Although parametric effects of cue reliability may be expected from 100 ms onward, the integration of visual information for decisions typically occurs at later stages. Perceptual decisions can be modeled as an evidence accumulation process, the outcome of which determines the appropriate behavioral outputs (Donner, Siegel, Fries, & Engel, 2009; Gold & Shadlen, 2007; Heekeren et al., 2008). In EEG studies, such decision processes are reflected over parietal areas and resemble a classic target-detection component, at 300 ms after stimulus onset (Kelly & O'Connell, 2013; Polanía, Krajbich, Grueschow, & Ruff, 2014; Twomey, Murphy, Kelly, & O'Connell, 2015; Wyart, de Gardelle, Scholl, & Summerfield, 2012). These decision processes have been shown to parametrically reflect stimulus visibility in a categorical discrimination task (Philiastides & Sajda, 2006). The authors rendered low-level cues less reliable for perceptual decisions by scrambling images of faces and cars. The effects of this manipulation were most strongly reflected at latencies after 300 ms, and can be interpreted as an integration process for decisions (Philiastides, Heekeren, & Sajda, 2014). 

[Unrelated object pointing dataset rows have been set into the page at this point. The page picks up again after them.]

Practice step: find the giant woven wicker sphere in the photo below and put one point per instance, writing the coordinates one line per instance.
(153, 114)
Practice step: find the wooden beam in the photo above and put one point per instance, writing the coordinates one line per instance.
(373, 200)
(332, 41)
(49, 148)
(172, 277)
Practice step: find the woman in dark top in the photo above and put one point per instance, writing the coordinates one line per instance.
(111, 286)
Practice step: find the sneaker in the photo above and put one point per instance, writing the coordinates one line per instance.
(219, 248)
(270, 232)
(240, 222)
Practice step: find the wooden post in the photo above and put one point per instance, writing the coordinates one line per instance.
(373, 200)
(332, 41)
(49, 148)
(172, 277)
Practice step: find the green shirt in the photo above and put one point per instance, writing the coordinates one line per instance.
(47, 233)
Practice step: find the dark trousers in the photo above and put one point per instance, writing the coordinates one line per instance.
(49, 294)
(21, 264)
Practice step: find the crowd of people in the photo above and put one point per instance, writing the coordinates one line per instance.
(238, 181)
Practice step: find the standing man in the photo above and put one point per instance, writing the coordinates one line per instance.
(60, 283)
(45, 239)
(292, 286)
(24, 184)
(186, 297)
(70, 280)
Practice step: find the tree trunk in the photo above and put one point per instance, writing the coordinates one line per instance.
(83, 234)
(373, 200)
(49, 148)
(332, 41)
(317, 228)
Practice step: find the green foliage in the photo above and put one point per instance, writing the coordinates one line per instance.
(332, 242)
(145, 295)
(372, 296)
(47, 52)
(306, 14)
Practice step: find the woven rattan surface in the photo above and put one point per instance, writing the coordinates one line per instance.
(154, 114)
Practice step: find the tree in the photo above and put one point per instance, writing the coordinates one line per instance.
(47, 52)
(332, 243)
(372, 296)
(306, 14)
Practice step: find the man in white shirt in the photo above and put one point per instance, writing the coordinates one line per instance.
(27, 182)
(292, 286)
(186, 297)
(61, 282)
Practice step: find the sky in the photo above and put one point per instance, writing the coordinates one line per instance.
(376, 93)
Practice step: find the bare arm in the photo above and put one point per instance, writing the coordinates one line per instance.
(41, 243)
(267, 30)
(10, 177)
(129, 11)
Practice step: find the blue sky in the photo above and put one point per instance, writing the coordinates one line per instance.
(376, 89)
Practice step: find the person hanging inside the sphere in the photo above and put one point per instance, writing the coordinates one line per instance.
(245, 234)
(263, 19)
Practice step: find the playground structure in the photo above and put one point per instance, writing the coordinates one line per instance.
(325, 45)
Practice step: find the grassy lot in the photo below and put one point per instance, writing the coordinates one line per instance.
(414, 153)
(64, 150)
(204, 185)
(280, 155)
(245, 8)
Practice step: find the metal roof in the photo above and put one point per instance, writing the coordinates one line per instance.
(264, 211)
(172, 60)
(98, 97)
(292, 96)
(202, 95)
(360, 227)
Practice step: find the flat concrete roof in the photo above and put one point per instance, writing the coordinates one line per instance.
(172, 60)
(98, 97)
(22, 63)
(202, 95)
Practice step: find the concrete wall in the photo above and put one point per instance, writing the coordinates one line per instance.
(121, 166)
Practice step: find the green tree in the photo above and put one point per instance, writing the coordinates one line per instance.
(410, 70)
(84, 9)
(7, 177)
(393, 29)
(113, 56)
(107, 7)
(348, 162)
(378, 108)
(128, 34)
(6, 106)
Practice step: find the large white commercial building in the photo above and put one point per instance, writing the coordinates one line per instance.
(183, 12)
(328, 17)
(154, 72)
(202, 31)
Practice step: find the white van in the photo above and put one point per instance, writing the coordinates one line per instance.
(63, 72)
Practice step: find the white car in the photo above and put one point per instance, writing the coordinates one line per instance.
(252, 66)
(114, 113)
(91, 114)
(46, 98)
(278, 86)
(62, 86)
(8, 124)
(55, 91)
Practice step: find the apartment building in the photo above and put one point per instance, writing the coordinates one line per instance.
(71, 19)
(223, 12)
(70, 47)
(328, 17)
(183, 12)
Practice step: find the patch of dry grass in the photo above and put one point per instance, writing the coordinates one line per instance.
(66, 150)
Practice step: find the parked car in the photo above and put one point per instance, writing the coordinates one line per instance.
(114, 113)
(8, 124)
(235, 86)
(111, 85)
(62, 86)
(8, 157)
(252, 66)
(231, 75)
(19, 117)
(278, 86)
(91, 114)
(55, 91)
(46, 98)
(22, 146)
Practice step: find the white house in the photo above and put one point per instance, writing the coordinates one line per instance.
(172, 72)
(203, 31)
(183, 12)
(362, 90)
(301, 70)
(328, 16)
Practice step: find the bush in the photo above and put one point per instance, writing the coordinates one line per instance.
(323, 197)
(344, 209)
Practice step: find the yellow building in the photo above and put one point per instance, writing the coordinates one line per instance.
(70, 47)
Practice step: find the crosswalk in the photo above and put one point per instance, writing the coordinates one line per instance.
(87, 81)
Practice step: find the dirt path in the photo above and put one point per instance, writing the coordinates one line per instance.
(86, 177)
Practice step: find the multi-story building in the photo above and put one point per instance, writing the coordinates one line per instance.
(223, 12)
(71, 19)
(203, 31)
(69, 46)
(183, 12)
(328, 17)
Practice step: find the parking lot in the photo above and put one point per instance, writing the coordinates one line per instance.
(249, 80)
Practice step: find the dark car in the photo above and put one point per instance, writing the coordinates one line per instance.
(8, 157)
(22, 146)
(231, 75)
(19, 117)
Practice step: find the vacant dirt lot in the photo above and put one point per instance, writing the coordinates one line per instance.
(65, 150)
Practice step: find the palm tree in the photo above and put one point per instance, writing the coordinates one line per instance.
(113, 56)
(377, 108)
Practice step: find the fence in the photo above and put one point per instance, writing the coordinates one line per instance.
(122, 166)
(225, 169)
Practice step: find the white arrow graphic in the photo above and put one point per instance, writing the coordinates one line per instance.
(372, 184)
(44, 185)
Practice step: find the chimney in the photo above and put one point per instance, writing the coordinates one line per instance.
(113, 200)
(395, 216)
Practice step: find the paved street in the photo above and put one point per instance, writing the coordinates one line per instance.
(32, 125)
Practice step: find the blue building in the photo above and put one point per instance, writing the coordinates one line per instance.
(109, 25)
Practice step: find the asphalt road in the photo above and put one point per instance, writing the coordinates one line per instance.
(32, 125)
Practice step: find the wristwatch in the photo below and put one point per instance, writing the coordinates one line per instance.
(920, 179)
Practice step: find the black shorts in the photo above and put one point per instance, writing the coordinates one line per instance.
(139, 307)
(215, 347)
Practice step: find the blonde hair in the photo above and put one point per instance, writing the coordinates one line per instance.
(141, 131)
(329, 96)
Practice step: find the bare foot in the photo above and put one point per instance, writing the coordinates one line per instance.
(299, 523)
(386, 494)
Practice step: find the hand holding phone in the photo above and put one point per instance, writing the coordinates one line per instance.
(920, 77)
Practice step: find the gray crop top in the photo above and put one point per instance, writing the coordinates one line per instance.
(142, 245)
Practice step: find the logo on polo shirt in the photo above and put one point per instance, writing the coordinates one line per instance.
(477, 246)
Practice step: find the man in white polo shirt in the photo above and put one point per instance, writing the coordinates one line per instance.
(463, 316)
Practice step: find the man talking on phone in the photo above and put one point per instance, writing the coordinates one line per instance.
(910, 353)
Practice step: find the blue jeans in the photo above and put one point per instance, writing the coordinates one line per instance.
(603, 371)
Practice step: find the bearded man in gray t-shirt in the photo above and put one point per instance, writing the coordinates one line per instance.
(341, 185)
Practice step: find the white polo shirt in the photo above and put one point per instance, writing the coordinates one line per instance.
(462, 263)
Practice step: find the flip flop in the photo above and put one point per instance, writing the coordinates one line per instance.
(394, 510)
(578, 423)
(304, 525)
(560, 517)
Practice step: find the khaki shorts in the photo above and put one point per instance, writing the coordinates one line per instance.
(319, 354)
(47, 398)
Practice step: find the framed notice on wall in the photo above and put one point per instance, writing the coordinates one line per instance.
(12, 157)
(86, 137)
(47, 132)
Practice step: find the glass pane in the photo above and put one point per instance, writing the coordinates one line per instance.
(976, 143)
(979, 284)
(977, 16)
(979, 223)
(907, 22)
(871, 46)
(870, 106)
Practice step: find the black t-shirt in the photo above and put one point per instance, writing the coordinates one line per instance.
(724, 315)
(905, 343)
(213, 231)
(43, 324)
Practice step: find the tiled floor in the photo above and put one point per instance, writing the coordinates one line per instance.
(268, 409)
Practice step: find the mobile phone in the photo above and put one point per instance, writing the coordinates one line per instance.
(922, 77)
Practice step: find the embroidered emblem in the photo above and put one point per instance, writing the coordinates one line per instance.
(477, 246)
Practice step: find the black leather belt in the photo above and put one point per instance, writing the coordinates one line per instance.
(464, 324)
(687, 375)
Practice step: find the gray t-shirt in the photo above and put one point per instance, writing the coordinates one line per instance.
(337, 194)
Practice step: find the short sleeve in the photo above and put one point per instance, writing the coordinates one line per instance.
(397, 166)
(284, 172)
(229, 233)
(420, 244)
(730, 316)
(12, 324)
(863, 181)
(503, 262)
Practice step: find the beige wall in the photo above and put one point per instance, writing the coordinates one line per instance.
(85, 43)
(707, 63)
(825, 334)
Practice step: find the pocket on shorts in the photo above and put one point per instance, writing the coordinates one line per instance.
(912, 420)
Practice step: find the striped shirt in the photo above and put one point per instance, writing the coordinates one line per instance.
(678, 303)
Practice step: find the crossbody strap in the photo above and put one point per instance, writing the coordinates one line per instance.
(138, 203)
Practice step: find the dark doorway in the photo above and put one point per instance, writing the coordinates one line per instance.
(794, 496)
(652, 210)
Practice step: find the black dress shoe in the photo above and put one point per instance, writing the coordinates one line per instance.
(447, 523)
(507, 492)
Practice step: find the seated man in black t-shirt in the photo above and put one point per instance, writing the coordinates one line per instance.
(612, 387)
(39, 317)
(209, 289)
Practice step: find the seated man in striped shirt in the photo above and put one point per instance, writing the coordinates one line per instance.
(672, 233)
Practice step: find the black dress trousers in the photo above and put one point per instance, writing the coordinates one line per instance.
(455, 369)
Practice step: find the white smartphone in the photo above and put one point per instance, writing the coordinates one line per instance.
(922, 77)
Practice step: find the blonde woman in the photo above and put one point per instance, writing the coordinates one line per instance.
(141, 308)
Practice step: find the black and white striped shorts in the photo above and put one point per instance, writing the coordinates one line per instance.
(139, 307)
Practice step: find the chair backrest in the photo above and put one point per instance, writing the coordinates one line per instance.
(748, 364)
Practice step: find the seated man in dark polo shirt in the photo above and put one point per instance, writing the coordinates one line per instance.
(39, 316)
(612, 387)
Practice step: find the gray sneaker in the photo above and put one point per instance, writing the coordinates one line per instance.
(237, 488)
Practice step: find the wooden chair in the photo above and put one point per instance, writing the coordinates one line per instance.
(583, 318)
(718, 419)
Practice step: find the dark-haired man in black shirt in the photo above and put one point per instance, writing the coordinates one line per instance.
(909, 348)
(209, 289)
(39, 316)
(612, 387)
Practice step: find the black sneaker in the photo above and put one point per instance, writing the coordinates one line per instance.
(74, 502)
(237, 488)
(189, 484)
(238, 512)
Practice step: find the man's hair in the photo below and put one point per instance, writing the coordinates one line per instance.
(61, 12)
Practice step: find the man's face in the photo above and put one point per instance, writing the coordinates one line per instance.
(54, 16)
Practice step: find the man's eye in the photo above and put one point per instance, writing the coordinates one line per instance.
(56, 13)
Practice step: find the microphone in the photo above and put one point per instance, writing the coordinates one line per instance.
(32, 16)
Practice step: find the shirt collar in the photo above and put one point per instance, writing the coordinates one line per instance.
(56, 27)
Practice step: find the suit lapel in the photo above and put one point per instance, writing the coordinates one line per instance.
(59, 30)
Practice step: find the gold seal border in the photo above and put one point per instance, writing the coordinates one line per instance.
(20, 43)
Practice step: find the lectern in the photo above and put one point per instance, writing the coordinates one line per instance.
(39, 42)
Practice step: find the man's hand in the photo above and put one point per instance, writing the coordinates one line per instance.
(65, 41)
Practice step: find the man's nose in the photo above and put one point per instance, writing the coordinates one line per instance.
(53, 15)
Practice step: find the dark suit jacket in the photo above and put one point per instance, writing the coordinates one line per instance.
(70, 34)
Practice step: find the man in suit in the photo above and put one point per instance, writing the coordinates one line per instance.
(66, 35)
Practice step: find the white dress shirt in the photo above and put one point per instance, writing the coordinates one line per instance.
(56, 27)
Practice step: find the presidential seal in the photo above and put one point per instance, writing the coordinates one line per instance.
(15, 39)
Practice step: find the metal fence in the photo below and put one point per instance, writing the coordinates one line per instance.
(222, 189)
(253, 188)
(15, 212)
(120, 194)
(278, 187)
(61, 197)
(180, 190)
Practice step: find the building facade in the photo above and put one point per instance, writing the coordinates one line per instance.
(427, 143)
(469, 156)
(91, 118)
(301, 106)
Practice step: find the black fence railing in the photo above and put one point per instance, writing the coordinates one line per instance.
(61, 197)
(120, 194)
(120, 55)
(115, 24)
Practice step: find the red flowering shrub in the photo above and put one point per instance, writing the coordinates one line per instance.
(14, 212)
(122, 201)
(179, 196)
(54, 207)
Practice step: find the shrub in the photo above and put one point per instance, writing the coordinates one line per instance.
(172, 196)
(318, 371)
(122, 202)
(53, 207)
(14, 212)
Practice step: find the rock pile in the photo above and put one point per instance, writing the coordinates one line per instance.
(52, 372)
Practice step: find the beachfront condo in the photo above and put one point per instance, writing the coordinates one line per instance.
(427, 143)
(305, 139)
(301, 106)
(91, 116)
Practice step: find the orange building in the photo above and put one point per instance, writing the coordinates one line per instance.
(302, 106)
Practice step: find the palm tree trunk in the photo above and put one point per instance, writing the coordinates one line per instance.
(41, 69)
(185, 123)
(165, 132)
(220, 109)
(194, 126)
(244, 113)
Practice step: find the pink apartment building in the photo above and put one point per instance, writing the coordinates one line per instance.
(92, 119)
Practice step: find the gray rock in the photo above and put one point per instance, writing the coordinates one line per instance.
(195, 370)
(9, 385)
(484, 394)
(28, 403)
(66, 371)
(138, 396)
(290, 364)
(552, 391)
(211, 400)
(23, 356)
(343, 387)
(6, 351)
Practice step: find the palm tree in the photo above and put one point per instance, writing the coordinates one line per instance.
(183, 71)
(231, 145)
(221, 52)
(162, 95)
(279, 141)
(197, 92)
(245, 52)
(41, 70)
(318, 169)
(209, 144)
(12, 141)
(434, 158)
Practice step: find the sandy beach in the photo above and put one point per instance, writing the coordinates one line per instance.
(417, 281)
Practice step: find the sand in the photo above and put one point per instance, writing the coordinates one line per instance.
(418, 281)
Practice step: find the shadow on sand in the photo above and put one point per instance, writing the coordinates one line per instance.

Late effects of stimulus reliability have typically been obtained using complex stimuli, like faces or objects. Instead, here, we studied well-controlled simplified shapes and prompted figure-ground segregation by leveraging perceptual grouping of contour and surface cues (Machilsen & Wagemans, 2011). Participants were presented with displays of randomly oriented Gabor elements in which contour and surface cues were coherently manipulated to form ellipsoid shapes (Figure 1). When contour and surface cues are presented together, participants integrate the cues and show improved performance (Hess, Hayes, & Field, 2003; Machilsen & Wagemans, 2011; Loffler, 2008; Peirce, 2015; Wagemans et al., 2012). These Gaborized stimulus displays allow full control over low-level features like local contrast and spatial frequency, while at the same time controlling the amount of task-relevant information contained in the display. During EEG recording, we independently varied the reliability of either the contour or surface cues while the other cue was held at an individually calibrated level of discriminability, established in a prior behavioral session. This manipulation allowed us to identify which EEG electrodes and time-windows parametrically reflected cue reliability by matching linear models of evoked activity to the psychophysically derived sensitivities to cue reliability; thus effectively equating behavioral performance curves with neural activity (Britten, Shadlen, Newsome, & Movshon, 1992; Philiastides & Sajda, 2006). 
Figure 1.
 
(A) Examples of Gaborized stimulus displays. In the first row, an ellipsoid shape is defined by the collinearity of contour elements – the orientation of each Gabor element is parallel to the tangent of the ellipse outline. In the second row, the shape is defined by isolinearity of the Gabor patches inside the shape. In the last row, both contour and surface elements help define the shape. In the first column, contour and surface cue reliability is maximal: Gabor elements are oriented tangentially to the outline of the ellipse on the Contour and/or have the same orientation in the Surface. The next two columns present reduced reliability by increasing levels of jitter. For illustration purposes, the contrast of contour and surface elements has been increased; in actual stimulus displays all Gabor patches were of equal contrast. (B) Shows the trial sequence for the behavioral session, in the EEG session a variable delay was added to the fixation point.
Figure 1.
 
(A) Examples of Gaborized stimulus displays. In the first row, an ellipsoid shape is defined by the collinearity of contour elements – the orientation of each Gabor element is parallel to the tangent of the ellipse outline. In the second row, the shape is defined by isolinearity of the Gabor patches inside the shape. In the last row, both contour and surface elements help define the shape. In the first column, contour and surface cue reliability is maximal: Gabor elements are oriented tangentially to the outline of the ellipse on the Contour and/or have the same orientation in the Surface. The next two columns present reduced reliability by increasing levels of jitter. For illustration purposes, the contrast of contour and surface elements has been increased; in actual stimulus displays all Gabor patches were of equal contrast. (B) Shows the trial sequence for the behavioral session, in the EEG session a variable delay was added to the fixation point.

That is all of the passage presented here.